Jerrod Niemann is a busy man these days.

On top of getting married, he has just released a video for his latest single, 'Buzz Back Girl,' and kicked off his Get Your Buzz Back Tour. But if Niemann is feeling stressed from juggling his personal and professional lives, the laid-back singer certainly didn't give any sign of it when he spoke to Taste of Country at the end of October.

He credits his new bride, Morgan Petek, for helping him stay centered. "To be honest, I was one of those guys who never thought I would probably ever get married," Niemann shares. "Not because I was too cool, but because I didn't think anybody would want to put up with me that long! It's only been a couple of weeks, but I've got to say, there's just something, a peacefulness to it."

"I don't want to be a cliche, like 'You complete me,'" he adds, "but there is just this feeling that you're on a team now. You get to face everything together, and it just makes it a little easier. She's going to school, and I'm on the road a lot, and it's great, 'cause when we get together we have that time that we need to make up for. You don't really get bored, 'cause you're always missing one another."

To be honest, I was one of those guys who never thought I would probably ever get married.

Niemann's video for 'Buzz Back Girl' features some unique visual effects. The singer laughingly admits he had no idea what the finished product would look like when he was actually filming it.

"[Director] Eric Welch has done the last few videos, and he wanted to do this projection screen idea," the singer reveals. "It was really cool to get in there. You've just got to trust him and do what he asks, and then you start seeing it come together, like, 'Wow, that's cool.' And the more and more we work together, like with anybody, you kind of start getting a vibe and clicking."

The process involved shooting Niemann's parts against a black background, then using a projector to project his likeness onto guitars and girls and various other elements of the clip. One scene in which Niemann is singing multiple vocal parts simultaneously proved particularly interesting to convey visually.

"[Welch] just said, 'Hey, are you singing all of those harmony parts? Just sing each of them once.' So I would just sing each part, and then rewind it and do it again, and he just cut it up and put them all together in a collage. It was pretty cool," Niemann recalls.

The singer knew he wanted to cut the feel-good song the first time he heard it. As it turned out, it was written by a close friend of his.

"My record label had sent me 'Buzz Back Girl,' and I hit play, and the first note, I could tell it's Lee [Brice] singing. So I called him, and I said, 'Man, what's up with this song?'" he says.

"He said, 'I have one on my new album that I feel like is similar, so I'm not gonna record it,'" Niemann continues. "So I said, 'Well man, I'll record it, if you don't mind.' I just liked it because I love a song that makes you tap your foot, plus I do a lot of partying songs, but I don't have any hangover cure songs. So what I like about this is, I went out last night, and now you wake up and instead of going and drinking or whatever, you just cuddle up to the one you love and get your day going, and get your buzz back. It's sort of a love song disguised by a drinking song."

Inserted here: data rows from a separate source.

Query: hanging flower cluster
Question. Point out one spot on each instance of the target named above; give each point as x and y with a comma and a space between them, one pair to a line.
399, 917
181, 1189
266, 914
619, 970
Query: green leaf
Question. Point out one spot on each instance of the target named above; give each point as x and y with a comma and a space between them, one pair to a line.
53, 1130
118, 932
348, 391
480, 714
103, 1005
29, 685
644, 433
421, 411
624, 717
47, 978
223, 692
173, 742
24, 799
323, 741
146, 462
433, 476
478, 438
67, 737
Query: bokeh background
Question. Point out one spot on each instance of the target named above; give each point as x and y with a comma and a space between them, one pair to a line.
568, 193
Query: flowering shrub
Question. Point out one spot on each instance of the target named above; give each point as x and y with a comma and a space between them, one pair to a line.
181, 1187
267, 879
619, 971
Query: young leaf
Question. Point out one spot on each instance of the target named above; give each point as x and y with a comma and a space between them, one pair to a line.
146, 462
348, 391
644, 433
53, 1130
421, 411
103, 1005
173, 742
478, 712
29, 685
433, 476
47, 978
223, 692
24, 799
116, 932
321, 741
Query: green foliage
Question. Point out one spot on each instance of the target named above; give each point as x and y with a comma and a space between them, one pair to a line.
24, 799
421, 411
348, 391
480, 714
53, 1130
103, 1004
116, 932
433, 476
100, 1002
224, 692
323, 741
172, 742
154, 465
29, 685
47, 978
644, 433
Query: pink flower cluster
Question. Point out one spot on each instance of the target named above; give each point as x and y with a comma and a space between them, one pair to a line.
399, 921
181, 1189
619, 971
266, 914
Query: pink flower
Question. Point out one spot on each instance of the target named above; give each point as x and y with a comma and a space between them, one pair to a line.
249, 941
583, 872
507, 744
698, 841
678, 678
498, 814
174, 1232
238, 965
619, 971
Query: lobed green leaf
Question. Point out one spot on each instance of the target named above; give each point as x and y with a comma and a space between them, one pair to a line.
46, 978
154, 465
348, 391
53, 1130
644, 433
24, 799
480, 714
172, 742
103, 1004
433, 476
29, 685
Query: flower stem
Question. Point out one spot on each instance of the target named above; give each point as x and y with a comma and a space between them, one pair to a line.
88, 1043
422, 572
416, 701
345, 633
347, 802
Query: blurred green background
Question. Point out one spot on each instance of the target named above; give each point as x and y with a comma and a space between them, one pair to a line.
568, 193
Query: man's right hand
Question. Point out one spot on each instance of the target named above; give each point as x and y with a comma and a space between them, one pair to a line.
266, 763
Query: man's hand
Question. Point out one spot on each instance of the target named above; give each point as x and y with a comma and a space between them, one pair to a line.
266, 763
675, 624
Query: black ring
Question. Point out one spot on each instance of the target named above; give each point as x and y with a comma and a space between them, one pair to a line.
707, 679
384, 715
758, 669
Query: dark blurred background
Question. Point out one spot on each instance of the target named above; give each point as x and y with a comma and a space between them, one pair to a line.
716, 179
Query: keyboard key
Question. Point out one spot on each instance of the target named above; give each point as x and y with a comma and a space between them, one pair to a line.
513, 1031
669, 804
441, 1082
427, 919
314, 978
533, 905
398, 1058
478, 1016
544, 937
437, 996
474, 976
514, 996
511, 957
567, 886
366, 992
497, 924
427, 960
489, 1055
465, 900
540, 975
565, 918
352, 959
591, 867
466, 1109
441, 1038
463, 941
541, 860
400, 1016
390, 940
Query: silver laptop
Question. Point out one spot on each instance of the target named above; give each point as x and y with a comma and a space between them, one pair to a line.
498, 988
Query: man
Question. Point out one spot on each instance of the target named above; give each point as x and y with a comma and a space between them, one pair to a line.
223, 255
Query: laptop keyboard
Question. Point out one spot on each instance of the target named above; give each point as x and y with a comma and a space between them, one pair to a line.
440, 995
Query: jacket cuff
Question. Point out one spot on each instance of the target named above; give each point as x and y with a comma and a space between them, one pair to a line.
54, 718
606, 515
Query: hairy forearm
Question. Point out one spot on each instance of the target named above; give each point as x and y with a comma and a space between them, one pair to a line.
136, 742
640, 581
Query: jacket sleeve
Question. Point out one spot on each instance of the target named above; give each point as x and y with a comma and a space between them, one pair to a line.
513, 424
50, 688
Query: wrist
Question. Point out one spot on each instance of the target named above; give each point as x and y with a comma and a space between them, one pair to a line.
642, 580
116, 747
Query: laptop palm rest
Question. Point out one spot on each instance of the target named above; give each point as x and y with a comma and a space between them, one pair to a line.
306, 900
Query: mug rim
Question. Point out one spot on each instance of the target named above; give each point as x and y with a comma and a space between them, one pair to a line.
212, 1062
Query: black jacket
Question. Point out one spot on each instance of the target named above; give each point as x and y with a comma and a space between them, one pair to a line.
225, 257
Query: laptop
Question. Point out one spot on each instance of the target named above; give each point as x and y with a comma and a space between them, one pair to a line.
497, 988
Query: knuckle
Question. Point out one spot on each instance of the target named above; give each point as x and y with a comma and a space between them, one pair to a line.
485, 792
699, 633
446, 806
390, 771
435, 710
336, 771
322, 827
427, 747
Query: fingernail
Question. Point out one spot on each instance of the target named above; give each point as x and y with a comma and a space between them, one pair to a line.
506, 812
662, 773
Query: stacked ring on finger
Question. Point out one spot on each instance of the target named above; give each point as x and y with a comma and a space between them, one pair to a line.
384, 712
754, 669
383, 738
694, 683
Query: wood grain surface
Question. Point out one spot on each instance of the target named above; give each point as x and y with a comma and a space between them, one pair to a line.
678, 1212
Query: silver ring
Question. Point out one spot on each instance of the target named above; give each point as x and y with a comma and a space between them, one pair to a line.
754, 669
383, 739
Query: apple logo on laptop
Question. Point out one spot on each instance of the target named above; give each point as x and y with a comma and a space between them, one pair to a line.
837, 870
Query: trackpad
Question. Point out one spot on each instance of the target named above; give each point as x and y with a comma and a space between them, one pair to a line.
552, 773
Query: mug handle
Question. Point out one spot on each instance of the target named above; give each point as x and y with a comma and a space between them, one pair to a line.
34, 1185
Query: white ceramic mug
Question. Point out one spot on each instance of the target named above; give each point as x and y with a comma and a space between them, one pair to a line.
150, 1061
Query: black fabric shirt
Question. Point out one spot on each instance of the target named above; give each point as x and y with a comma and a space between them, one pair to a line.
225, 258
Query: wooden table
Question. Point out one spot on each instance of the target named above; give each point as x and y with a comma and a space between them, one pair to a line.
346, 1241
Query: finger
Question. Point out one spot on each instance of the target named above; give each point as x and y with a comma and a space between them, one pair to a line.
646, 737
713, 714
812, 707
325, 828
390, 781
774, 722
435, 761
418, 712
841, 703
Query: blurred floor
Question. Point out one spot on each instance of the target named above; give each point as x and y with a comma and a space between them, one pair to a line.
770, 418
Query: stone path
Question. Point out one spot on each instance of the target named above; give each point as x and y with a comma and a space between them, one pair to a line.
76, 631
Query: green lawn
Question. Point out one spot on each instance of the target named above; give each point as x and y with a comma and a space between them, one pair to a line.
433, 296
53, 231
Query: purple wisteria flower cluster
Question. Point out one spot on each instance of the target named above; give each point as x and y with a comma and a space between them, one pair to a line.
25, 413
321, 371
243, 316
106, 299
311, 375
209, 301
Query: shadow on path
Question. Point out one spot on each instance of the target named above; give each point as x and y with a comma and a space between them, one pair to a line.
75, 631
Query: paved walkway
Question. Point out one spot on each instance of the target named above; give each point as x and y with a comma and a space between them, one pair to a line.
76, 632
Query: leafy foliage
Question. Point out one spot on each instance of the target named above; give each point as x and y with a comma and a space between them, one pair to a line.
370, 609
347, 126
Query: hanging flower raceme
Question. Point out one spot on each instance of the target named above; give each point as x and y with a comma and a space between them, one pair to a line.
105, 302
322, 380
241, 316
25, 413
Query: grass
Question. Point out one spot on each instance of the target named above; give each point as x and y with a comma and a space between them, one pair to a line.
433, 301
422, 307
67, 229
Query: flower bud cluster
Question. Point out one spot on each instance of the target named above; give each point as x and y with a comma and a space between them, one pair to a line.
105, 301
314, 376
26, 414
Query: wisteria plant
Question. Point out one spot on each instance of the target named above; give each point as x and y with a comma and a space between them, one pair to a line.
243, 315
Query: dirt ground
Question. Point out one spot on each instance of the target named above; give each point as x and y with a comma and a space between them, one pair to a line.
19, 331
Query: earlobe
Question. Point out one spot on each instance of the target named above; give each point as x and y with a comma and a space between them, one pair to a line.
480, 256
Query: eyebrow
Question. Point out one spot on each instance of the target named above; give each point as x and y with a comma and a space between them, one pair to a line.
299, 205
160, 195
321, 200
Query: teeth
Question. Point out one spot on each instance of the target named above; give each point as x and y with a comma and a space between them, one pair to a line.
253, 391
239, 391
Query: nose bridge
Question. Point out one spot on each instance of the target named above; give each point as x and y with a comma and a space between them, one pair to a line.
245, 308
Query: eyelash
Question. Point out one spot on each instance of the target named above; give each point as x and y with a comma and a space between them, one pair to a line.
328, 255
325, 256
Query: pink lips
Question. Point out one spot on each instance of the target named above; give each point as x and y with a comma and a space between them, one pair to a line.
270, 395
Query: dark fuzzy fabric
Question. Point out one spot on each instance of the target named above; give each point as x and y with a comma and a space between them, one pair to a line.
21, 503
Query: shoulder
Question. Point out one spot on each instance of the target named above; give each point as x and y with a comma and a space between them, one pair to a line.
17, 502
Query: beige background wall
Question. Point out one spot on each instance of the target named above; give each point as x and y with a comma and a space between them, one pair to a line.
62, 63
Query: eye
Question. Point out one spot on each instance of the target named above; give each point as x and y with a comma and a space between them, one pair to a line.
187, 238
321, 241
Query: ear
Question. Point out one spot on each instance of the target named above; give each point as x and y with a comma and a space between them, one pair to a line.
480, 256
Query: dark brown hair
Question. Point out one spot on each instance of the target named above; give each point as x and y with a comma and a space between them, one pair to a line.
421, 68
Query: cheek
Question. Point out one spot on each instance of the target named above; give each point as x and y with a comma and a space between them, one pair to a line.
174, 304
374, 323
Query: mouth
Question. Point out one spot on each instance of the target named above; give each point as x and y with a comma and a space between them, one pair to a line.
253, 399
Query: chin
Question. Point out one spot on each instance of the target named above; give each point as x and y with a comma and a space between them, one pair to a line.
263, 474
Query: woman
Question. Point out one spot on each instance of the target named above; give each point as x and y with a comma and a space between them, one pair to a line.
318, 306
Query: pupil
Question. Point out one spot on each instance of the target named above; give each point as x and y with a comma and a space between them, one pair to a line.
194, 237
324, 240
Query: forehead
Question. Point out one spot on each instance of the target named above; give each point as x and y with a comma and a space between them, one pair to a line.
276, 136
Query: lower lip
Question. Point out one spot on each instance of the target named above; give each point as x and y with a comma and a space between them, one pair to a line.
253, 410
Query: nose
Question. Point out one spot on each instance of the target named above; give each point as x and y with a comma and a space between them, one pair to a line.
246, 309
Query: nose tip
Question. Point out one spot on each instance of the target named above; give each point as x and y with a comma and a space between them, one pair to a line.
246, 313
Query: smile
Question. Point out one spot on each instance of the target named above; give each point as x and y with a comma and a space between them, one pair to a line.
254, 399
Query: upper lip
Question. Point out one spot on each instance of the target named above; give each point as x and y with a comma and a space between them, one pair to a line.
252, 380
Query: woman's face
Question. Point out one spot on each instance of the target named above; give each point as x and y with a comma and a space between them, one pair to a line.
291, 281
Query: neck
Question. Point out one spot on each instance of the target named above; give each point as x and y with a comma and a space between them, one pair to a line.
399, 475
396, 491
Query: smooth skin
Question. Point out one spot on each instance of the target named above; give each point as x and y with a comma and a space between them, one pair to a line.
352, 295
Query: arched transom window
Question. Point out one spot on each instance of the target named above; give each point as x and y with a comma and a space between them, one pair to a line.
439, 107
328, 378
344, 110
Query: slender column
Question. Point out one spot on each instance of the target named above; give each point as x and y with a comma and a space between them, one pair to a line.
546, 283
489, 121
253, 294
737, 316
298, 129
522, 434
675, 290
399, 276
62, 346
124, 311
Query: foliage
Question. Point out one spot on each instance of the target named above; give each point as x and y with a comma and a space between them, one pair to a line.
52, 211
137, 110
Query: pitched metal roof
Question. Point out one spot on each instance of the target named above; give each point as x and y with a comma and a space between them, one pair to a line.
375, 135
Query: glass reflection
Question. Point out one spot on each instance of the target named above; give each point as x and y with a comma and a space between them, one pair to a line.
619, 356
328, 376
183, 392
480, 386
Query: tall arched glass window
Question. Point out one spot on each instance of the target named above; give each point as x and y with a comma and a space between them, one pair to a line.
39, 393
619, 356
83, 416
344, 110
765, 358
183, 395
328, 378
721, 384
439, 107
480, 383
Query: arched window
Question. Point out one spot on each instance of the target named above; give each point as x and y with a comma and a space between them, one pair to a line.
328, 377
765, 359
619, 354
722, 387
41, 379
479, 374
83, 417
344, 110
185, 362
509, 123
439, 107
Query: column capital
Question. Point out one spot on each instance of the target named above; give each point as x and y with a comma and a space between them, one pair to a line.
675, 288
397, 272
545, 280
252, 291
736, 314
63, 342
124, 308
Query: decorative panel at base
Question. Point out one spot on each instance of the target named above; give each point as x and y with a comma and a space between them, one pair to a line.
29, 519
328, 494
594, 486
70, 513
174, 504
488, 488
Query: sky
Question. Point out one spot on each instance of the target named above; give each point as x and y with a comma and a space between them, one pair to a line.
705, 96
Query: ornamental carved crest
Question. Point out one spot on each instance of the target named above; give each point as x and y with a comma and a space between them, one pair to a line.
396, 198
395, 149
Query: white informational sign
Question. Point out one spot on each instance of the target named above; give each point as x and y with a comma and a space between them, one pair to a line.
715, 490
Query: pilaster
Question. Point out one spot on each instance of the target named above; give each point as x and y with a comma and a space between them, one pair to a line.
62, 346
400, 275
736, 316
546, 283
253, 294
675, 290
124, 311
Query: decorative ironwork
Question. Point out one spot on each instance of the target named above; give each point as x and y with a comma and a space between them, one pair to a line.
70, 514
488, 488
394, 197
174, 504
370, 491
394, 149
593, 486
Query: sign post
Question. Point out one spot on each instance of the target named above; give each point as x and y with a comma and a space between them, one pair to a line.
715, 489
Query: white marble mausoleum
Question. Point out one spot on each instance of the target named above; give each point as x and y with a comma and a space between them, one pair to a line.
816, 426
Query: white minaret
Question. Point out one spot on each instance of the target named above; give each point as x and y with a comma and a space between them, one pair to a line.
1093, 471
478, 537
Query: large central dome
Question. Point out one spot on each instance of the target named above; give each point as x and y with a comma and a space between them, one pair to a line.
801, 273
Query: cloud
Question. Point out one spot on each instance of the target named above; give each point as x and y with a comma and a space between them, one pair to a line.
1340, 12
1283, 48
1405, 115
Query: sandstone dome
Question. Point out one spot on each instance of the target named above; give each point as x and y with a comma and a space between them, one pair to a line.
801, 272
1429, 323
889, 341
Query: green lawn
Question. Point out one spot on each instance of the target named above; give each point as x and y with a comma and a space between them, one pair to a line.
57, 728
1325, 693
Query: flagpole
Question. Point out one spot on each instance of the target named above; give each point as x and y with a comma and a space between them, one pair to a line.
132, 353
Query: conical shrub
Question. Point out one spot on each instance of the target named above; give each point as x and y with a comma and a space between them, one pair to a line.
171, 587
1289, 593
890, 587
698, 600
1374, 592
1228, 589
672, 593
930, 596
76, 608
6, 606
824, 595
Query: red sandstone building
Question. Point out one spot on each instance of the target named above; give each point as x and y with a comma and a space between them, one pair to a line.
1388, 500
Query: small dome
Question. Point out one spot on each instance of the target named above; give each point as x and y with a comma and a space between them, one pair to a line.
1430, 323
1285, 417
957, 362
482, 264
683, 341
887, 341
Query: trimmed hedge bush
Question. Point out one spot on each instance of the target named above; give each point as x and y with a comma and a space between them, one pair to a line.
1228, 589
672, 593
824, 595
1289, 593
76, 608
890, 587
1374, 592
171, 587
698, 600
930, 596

'Buzz Back Girl' features a very contemporary approach to production, including what sounds like scratching -- a production element that's mostly associated with rap. Though Niemann is all for experimentation, he cautions he wouldn't want to take it quite that far.

Everybody keeps experimenting more and more every year, and then it's not as much fun for me. So I kinda feel like, well, if everybody's doing that, then I'm gonna do something else.

"It sounds like scratching, and that's what it emulates, but it's just a pick on a guitar string," he says. "If it was real scratching -- that's a whole other conversation -- but I would never put legitimate scratching in, but yet it sounds like it. It's a thing that in my mind, I can be content with, because it's not real scratching."

But while Niemann's latest work has been experimental, he may take a different approach to his next project. "On this next record, I think I'm gonna peel back some of the layers off the onion and see if I can get back to some of the basics," he says. "Everybody keeps experimenting more and more every year, and then it's not as much fun for me. So I kinda feel like, well, if everybody's doing that, then I'm gonna do something else."

Niemann kicked off his Get Your Buzz Back Tour on Oct. 24 in Myrtle Beach. The road trek runs through Dec. 6, wrapping up in Lake Buena Vista, Fla. "It's not about saying, 'Hey, come get trashed with us,'" he says of the tour's name. "It's saying hey, come have some fun and get your buzz back, get your everyday life off your mind."

"That's our job," the country singer asserts. "When people are kind enough to spend their hard-earned money to let us play them some tunes, the least we can do is try to get everything off their mind for 90 minutes to two hours, and help them get their metaphorical or their literal buzz back, depending on their preferences."